ZENIT: According to you what must the Church, government, organizations, etc. do to help?
Archbishop Kaigama: The Church is a beacon of hope. She helps within her limited resources to provide charitable and humanitarian services. She encourages ceaseless prayer and the virtues of love and forgiveness. She assures members that Christ is still with them. She promotes interreligious dialogue and insists on peaceful means to resolve crises. The Catholic Church in Nigeria has organized a six-month prayer event at the family, parish, diocesan levels, culminating with a national prayer pilgrimage in November, bringing Catholics from all parts of Nigeria to pray for Nigeria and especially for the conversion of heart of the evildoers. The government has the bigger role of ensuring that lives and property are protected, which is the first constitutional responsibility of any government. They should provide much more than humanitarian needs, but also defend the territory of the nation, eliminating all forms of aggression on the state. Organizations have the task of collaborating with the Church and the government, creating some synergy, helping to build trust, peace, co-existence etc. Concerted efforts must be made to cripple the source of funding, training and acquisition of sophisticated equipment by the terrorists.
ZENIT: You have been fearless in going out no matter how dangerous conditions. Don’t you feel threatened? Do you expect other priests to do the same as you?
Archbishop Kaigama: I am a human being so I feel fear, but most times a force beyond me moves me on. I just get inspired in the face of such turbulence to give hope, be a voice and reassure that God has not abandoned us. People need guidance at such moments. I do encourage my priests to be with their people in their parishes; fortunately, at no point has any of my priests fled leaving the people alone. Jesus never left the sheep, so we need to be by them. Pope Francis reminded recently that the shepherd should smell like the sheep, and this is what we try to do. We try to care for our flock, yet mindful of the dangers of violence unleashed on innocent people and so must be prudent by not putting ourselves deliberately in harm’s way. Since Monday all the priests, Sisters and selected lay leaders have been gathered for our usual annual one-week General Assembly to interact, share experience and encourage one another to remain strong, faithful and close to our people. We are concluding our assembly with a priestly ordination tomorrow, Friday, in a rural parish as a way of encouraging the rural parishioners who have suffered attacks in the past that we are all together.
ZENIT: You have said that Boko Haram is evil, can you discuss your ‘‘Dialogue for Life’’ and whether dialogue according to you could ever effectively counter the evil of these terrorists.
Archbishop Kaigama: Dialogue is possible where both parties are willing to meet face to face, address issues with charity and maturity. Boko Haram does not come out clearly, so we do not even know who they are. Dialogue is not possible with people who appear from time to time on internet or whose impact is felt only after a terrible damage has been done and perhaps they are killed along with their victims in the process. We are already talking with Muslims who, like their Christian counterparts, are patriotic, moderate, in their religious views and well-disposed to civilized social interaction.
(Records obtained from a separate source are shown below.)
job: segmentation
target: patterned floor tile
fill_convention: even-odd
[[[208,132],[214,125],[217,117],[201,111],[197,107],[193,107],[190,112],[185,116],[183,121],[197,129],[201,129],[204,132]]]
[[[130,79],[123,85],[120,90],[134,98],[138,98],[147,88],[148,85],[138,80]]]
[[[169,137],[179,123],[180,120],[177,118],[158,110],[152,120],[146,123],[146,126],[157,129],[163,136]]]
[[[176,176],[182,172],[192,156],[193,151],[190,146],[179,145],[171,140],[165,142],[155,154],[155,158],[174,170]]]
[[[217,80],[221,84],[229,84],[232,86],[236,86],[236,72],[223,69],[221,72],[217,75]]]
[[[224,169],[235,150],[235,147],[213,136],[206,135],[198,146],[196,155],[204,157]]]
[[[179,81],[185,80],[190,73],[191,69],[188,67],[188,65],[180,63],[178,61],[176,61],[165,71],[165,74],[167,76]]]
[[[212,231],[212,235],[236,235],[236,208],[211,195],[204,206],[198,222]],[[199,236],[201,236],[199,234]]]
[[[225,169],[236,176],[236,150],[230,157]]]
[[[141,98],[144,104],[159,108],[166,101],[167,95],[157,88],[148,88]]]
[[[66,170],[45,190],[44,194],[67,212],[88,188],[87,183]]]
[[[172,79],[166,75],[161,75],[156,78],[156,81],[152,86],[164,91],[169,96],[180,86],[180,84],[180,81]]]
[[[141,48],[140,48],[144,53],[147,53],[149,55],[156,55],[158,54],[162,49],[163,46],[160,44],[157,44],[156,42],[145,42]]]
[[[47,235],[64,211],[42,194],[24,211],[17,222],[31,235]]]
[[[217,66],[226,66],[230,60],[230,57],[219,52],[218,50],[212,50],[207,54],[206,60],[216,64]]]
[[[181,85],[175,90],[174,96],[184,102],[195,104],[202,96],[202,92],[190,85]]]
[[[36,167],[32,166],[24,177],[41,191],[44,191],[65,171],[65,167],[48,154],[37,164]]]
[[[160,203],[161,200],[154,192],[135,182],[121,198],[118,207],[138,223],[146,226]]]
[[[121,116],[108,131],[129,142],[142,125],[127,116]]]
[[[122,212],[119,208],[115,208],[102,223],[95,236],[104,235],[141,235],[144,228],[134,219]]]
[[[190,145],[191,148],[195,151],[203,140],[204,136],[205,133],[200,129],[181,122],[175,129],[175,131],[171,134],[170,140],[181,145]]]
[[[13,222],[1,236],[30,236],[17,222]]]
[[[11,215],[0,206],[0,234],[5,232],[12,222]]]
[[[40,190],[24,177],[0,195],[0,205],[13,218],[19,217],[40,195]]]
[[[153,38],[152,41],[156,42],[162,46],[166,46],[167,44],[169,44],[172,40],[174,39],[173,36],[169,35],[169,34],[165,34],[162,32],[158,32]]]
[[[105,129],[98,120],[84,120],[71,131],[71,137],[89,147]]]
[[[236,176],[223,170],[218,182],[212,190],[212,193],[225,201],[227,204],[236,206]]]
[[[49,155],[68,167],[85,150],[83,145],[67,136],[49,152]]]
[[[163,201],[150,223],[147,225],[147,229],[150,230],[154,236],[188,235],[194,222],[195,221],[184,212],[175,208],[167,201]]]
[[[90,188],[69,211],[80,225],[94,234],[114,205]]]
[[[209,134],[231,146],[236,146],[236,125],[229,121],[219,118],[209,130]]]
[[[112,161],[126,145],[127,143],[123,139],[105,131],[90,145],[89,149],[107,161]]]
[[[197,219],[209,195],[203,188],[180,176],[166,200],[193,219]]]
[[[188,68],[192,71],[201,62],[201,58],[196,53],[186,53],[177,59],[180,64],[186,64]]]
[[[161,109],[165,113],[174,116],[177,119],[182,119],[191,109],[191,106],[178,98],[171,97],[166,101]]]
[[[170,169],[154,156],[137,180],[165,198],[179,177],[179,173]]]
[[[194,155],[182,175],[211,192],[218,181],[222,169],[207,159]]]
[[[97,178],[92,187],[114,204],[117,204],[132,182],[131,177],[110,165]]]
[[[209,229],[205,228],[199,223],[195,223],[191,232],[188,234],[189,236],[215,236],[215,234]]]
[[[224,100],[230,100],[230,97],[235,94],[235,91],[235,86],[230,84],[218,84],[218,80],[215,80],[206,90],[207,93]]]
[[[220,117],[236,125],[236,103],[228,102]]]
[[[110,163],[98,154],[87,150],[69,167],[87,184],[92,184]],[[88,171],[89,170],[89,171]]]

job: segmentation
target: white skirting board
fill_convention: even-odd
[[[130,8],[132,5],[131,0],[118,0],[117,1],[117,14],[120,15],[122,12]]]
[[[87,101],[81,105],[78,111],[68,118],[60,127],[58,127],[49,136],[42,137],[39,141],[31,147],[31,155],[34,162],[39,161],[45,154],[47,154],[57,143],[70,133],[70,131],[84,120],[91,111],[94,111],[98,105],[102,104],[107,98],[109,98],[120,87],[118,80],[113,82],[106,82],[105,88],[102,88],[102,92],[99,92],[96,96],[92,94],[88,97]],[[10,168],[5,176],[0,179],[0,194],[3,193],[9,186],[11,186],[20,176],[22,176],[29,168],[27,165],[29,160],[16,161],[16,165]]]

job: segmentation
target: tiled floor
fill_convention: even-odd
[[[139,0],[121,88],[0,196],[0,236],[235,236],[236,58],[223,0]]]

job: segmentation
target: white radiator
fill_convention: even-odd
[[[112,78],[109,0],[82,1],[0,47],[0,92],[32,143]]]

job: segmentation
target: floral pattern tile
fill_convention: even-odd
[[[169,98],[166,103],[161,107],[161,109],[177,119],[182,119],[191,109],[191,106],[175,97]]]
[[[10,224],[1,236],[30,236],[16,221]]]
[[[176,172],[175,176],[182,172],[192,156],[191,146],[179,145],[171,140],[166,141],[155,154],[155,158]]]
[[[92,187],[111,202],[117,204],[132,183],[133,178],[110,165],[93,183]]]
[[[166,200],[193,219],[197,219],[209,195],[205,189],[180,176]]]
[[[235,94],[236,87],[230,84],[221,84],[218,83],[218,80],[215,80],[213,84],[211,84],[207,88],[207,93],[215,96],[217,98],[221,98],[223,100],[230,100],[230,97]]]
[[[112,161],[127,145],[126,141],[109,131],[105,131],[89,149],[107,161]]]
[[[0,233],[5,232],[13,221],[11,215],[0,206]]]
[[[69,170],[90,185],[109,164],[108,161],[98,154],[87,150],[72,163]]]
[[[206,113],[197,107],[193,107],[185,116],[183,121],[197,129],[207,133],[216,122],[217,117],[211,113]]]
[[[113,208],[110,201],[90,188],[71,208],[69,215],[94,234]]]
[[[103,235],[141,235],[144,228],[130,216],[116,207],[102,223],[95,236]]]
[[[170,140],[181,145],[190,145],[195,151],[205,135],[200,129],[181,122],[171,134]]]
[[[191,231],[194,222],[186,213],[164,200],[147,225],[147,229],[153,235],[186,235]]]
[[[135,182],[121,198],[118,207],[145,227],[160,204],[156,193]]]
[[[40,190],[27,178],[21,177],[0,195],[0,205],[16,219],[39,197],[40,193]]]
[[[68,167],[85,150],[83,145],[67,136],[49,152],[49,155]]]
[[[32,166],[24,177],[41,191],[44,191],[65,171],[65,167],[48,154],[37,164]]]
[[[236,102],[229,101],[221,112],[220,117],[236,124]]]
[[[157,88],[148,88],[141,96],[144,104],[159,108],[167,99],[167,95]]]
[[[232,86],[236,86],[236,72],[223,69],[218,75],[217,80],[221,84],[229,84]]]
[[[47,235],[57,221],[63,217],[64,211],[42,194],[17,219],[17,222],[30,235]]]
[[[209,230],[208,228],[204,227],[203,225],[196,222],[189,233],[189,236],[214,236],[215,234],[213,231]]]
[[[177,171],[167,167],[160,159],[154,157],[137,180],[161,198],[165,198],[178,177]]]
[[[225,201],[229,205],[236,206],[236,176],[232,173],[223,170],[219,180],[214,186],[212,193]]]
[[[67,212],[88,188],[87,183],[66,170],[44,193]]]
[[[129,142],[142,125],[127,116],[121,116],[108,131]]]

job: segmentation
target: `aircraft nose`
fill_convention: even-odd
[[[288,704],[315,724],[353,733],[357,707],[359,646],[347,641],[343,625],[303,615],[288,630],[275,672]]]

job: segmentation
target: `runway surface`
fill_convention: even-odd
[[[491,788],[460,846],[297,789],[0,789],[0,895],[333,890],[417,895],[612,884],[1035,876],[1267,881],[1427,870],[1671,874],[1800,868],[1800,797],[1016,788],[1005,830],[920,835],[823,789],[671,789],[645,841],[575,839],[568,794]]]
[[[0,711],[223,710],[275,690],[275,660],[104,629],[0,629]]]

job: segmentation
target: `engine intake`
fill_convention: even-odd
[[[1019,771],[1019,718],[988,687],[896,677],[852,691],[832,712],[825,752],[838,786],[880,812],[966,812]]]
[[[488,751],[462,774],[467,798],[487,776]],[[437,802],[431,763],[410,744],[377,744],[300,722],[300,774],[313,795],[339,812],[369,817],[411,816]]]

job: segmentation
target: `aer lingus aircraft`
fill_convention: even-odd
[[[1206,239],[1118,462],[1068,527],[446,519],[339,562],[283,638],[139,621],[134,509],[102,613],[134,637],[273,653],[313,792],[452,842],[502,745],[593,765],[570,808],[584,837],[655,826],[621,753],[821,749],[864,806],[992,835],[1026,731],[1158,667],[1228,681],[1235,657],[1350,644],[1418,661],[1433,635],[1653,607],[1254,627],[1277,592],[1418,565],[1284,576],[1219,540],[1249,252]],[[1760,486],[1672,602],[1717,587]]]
Dialogue of life is a powerful tool to help us get out of the web of violence. Dialogue is a better option than violence. It is cheaper than hostility.
ZENIT: Is there an appeal you would like to launch?
Archbishop Kaigama: Our government should heighten intelligence gathering; ensure effective utilization of funds allocated to combat terrorism; ensure that the security agents are well motivated, well equipped and when some lose their lives, their families are well catered for and treated with dignity.
The majority of good Christians and good Muslims must continue being good and doing practical things to enhance trust and harmony among all Nigerians irrespective of tribe or religion.
The international community should not just help one religious group against the other; rather, help Nigeria tackle the problem of terrorism at the roots by using their experience, expertise and material resources to stop this menace. Failing to do this, religious terrorism will continue to spread not only beyond Nigeria to other parts of Africa, but indeed it will engulf the international community. We are doing our best to foster peace and encourage the culture of dialogue. It would be helpful if those with material means could help encourage our Dialogue, Peace and Reconciliation Centre, established in Jos for proactive initiatives for enduring peace. The centre has done so much already by bringing different groups together to talk and reason together. The Catholic archdiocese of Jos also has a vocational school where Muslim and Christian youths are admitted and study together for two years, learning vocational skills and the culture of dialogue and therefore becoming agents of peace in their villages rather than engaging in hostile confrontation at the slightest or sometimes no provocation. All these initiatives need support and even replication in as many places as possible.